En la exposición de motivos, el diputado advierte que es importante explorar los factores de riesgo en los estudiantes que los lleva a caer en el alcoholismo.

“Hoy en día el sector que más consume bebidas alcohólicas son los jóvenes, niñas y niños. A pesar de su corta edad, su prioridad es consumir bebidas embriagantes y esto repercute en la disminución en el desempeño de su educación”.

Indicó que una bebida alcohólica es aquella que contiene más de 2.5 grados de alcohol, específicamente etanol o alcohol etílico, que es un depresor del sistema nervioso central, adormece sistemática y progresivamente las funciones del cerebro, como la coordinación, memoria y lenguaje.

Expuso que el consumo de alcohol en exceso produce múltiples problemas de salud en el individuo: cirrosis hepática, alteraciones cardiovasculares, hipertensión, desnutrición, problemas gastrointestinales y aumento del riesgo de ciertos tipos de cáncer.

Si el consumo excesivo es prolongado, sobrevienen problemas nerviosos y mentales, incluso daño cerebral permanente. Estos ejemplos solo son de salud, pero el alcohol también afecta a la sociedad porque provoca accidentes automovilísticos y muertes de terceros.
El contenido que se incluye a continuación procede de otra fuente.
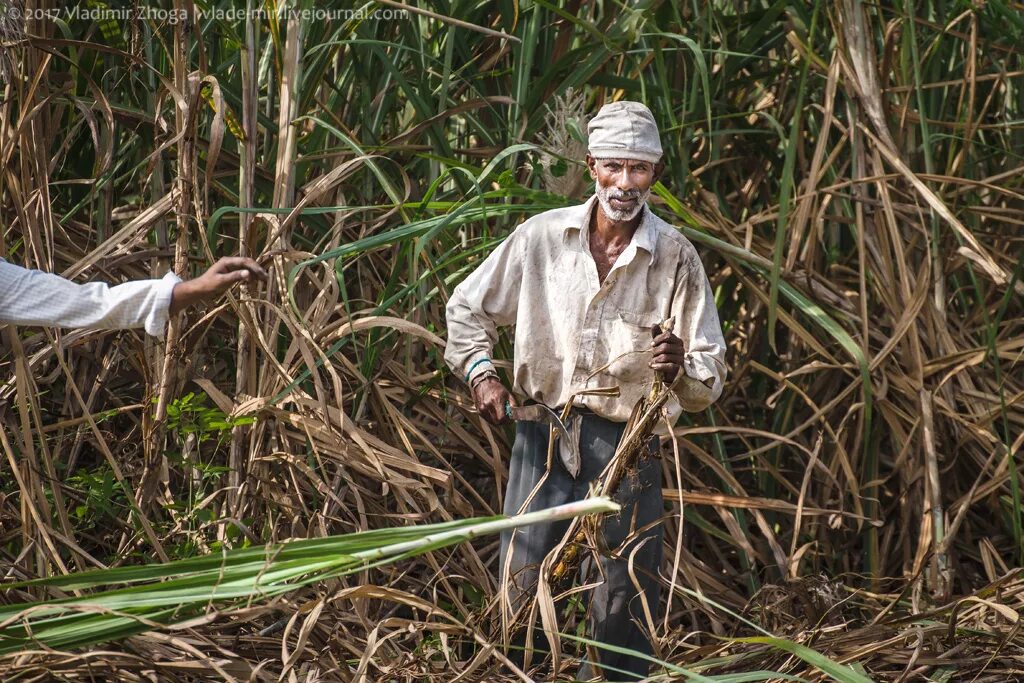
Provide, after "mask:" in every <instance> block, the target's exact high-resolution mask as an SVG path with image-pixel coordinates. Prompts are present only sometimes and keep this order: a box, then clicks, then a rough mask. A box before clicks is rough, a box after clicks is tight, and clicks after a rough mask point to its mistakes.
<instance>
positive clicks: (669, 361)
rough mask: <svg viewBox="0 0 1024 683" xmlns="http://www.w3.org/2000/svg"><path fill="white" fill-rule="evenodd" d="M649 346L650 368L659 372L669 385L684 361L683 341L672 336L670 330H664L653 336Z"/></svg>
mask: <svg viewBox="0 0 1024 683" xmlns="http://www.w3.org/2000/svg"><path fill="white" fill-rule="evenodd" d="M651 346H653V349H652V356H653V357H652V358H651V362H650V367H651V368H653V369H654V370H655V371H658V372H660V373H662V376H663V377H664V378H665V381H666V382H668V383H670V384H671V383H672V382H673V381H674V380H675V379H676V374H677V373H679V370H680V369H681V368H682V367H683V361H684V360H685V359H686V347H685V346H683V340H682V339H680V338H679V337H677V336H676V335H674V334H672V331H671V330H666V331H665V332H663V333H660V334H656V335H655V336H654V339H653V341H651Z"/></svg>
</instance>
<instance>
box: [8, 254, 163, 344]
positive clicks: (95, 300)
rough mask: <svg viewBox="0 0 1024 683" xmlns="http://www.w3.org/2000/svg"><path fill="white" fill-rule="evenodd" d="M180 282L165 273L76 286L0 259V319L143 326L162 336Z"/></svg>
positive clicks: (33, 324)
mask: <svg viewBox="0 0 1024 683" xmlns="http://www.w3.org/2000/svg"><path fill="white" fill-rule="evenodd" d="M180 282H181V280H180V279H179V278H178V276H177V275H175V274H174V273H173V272H168V273H167V274H166V275H164V276H163V278H162V279H159V280H138V281H134V282H129V283H124V284H123V285H117V286H114V287H111V286H109V285H105V284H103V283H87V284H84V285H79V284H76V283H73V282H71V281H70V280H67V279H65V278H61V276H60V275H56V274H53V273H49V272H43V271H41V270H31V269H28V268H23V267H22V266H18V265H14V264H13V263H8V262H7V261H4V260H3V259H0V323H12V324H15V325H45V326H54V327H61V328H99V329H104V330H118V329H133V328H143V329H144V330H145V332H146V333H147V334H150V335H153V336H155V337H163V336H164V330H165V328H166V326H167V316H168V311H169V308H170V305H171V294H172V292H173V290H174V286H175V285H177V284H178V283H180Z"/></svg>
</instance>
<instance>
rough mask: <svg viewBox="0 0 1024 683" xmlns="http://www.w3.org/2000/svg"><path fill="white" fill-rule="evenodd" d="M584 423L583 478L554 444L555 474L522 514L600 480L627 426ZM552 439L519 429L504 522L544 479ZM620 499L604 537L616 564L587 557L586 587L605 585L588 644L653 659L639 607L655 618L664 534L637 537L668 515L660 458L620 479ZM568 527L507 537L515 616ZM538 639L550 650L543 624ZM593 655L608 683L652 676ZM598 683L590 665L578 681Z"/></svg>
mask: <svg viewBox="0 0 1024 683" xmlns="http://www.w3.org/2000/svg"><path fill="white" fill-rule="evenodd" d="M582 419H583V423H582V425H581V428H580V456H581V460H582V464H581V468H580V475H579V477H578V478H575V479H573V478H572V477H571V476H570V475H569V474H568V472H567V471H566V470H565V468H564V467H563V466H562V464H561V460H559V458H558V449H557V443H556V444H555V445H556V447H555V450H554V453H553V457H552V467H551V473H550V474H549V475H548V478H547V479H546V480H545V481H544V484H543V485H542V486H541V488H540V490H538V493H537V495H536V496H535V497H534V499H532V500H531V501H530V503H529V505H528V506H526V508H525V510H524V512H529V511H531V510H542V509H544V508H548V507H551V506H553V505H560V504H562V503H569V502H571V501H578V500H582V499H584V498H586V497H587V494H588V488H589V484H590V482H591V481H593V480H594V479H595V478H596V477H597V476H598V475H599V474H600V473H601V471H602V470H603V469H604V466H605V465H607V464H608V461H609V460H610V459H611V456H612V455H614V453H615V446H616V445H617V444H618V440H620V439H621V438H622V436H623V431H624V430H625V428H626V425H625V423H621V422H611V421H609V420H605V419H604V418H601V417H598V416H597V415H594V414H593V413H589V412H585V413H583V415H582ZM548 435H549V428H548V426H547V425H545V424H541V423H537V422H520V423H517V424H516V436H515V443H514V444H513V446H512V461H511V464H510V469H509V483H508V488H507V490H506V495H505V509H504V512H505V514H508V515H511V514H516V513H517V512H518V511H519V508H520V507H521V506H522V504H523V502H524V501H525V500H526V499H527V498H528V497H529V495H530V492H532V489H534V486H536V485H537V482H538V481H540V480H541V478H542V477H543V476H544V474H545V472H546V471H547V457H548ZM615 499H616V501H617V502H618V503H621V504H622V505H623V510H622V512H620V513H618V514H616V515H609V516H607V517H606V518H605V521H604V524H603V531H604V542H605V547H606V548H608V549H609V550H612V551H617V553H616V555H617V557H615V558H612V557H608V556H606V555H601V557H600V560H599V565H600V566H599V567H598V566H597V565H596V564H595V563H594V562H592V561H591V557H590V556H591V555H592V553H590V552H589V551H587V550H585V551H584V562H583V563H582V565H581V572H582V574H583V575H582V577H581V582H601V583H600V585H599V586H597V587H595V588H594V589H593V591H592V594H591V595H590V600H589V610H588V625H587V626H588V628H587V636H588V637H589V638H591V639H593V640H596V641H599V642H603V643H607V644H610V645H617V646H620V647H627V648H630V649H633V650H637V651H639V652H643V653H645V654H650V653H651V646H650V641H649V640H648V638H647V636H646V634H645V630H642V629H641V625H646V624H647V621H646V618H645V616H644V610H643V605H642V600H645V601H646V602H647V606H648V609H649V610H650V613H651V617H652V618H656V616H657V611H658V593H659V586H658V583H657V581H655V580H653V579H652V577H656V575H657V568H658V565H659V564H660V561H662V531H663V528H662V524H659V523H658V524H656V525H654V526H653V527H652V528H649V529H646V530H644V531H642V532H640V533H636V532H637V531H638V530H639V529H642V528H643V527H644V526H646V525H648V524H650V523H651V522H653V521H655V520H657V519H658V518H660V517H662V515H663V514H664V507H663V503H662V467H660V461H658V460H657V459H655V458H644V459H642V461H641V462H640V463H639V467H638V469H637V471H636V472H634V473H633V474H632V475H630V476H629V477H626V478H624V479H623V483H622V485H621V487H620V489H618V494H617V495H616V496H615ZM568 525H569V521H567V520H566V521H561V522H553V523H550V524H534V525H531V526H526V527H523V528H518V529H514V530H513V531H506V532H503V533H502V537H501V559H500V562H501V564H500V565H499V571H504V568H505V561H506V557H507V556H508V555H509V553H510V552H511V560H510V565H509V575H510V585H509V592H510V595H509V599H510V602H511V604H512V607H513V609H518V608H519V606H520V605H521V604H522V603H523V600H525V599H529V598H531V597H532V596H534V595H536V587H537V579H538V570H539V568H540V564H541V561H542V560H543V559H544V557H545V555H547V554H548V552H549V551H550V550H551V549H552V548H554V547H555V546H556V545H557V544H558V542H559V541H561V539H562V537H563V536H564V535H565V531H566V530H567V528H568ZM631 536H632V537H633V538H632V539H631V540H630V542H629V544H627V545H626V546H625V547H623V548H620V547H621V546H622V544H623V542H624V541H625V540H626V539H628V538H630V537H631ZM639 544H642V545H641V547H640V549H639V550H637V552H636V554H635V556H634V560H633V565H634V572H633V575H634V577H635V578H636V580H637V582H638V583H639V584H640V586H641V589H642V597H641V595H640V594H639V593H638V591H637V589H636V586H635V585H634V583H633V579H632V578H631V575H630V570H629V558H630V555H631V554H632V552H633V550H634V549H635V548H636V547H637V545H639ZM535 633H536V634H538V635H539V637H535V648H538V649H542V650H546V649H547V641H546V640H544V638H543V634H542V633H541V628H540V624H538V625H537V627H536V632H535ZM523 642H524V641H522V640H521V639H520V640H519V643H514V644H518V645H519V646H520V647H521V645H522V643H523ZM593 649H596V650H597V655H598V658H599V663H598V664H600V665H601V669H602V670H603V673H604V676H605V678H606V679H607V680H609V681H635V680H637V679H638V678H644V677H646V676H647V673H648V671H649V665H648V663H647V661H646V660H644V659H641V658H640V657H637V656H632V655H625V654H618V653H615V652H612V651H610V650H605V649H601V648H593ZM522 655H523V652H522V651H521V649H512V651H510V652H509V656H510V658H512V660H513V661H518V663H521V661H522V658H523V656H522ZM532 661H535V663H536V661H538V658H537V657H536V656H535V658H534V659H532ZM616 670H617V671H616ZM594 675H596V673H595V671H594V668H593V667H592V666H591V665H590V663H585V664H584V666H583V667H582V668H581V670H580V673H579V674H578V678H579V679H580V680H587V679H589V678H591V677H593V676H594Z"/></svg>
Resaltó que existen diversos factores por los cuales los jóvenes consumen alcohol, como problemas familiares, rechazo de la sociedad, distanciamiento social, depresión, autoestima, inestabilidad económica, entre otros.

En la iniciativa, turnada a la Comisión de Educación para dictamen, señala que los programas de orientación para niños, adolescentes y sus familiares son de gran utilidad en la prevención del abuso de bebidas alcohólicas.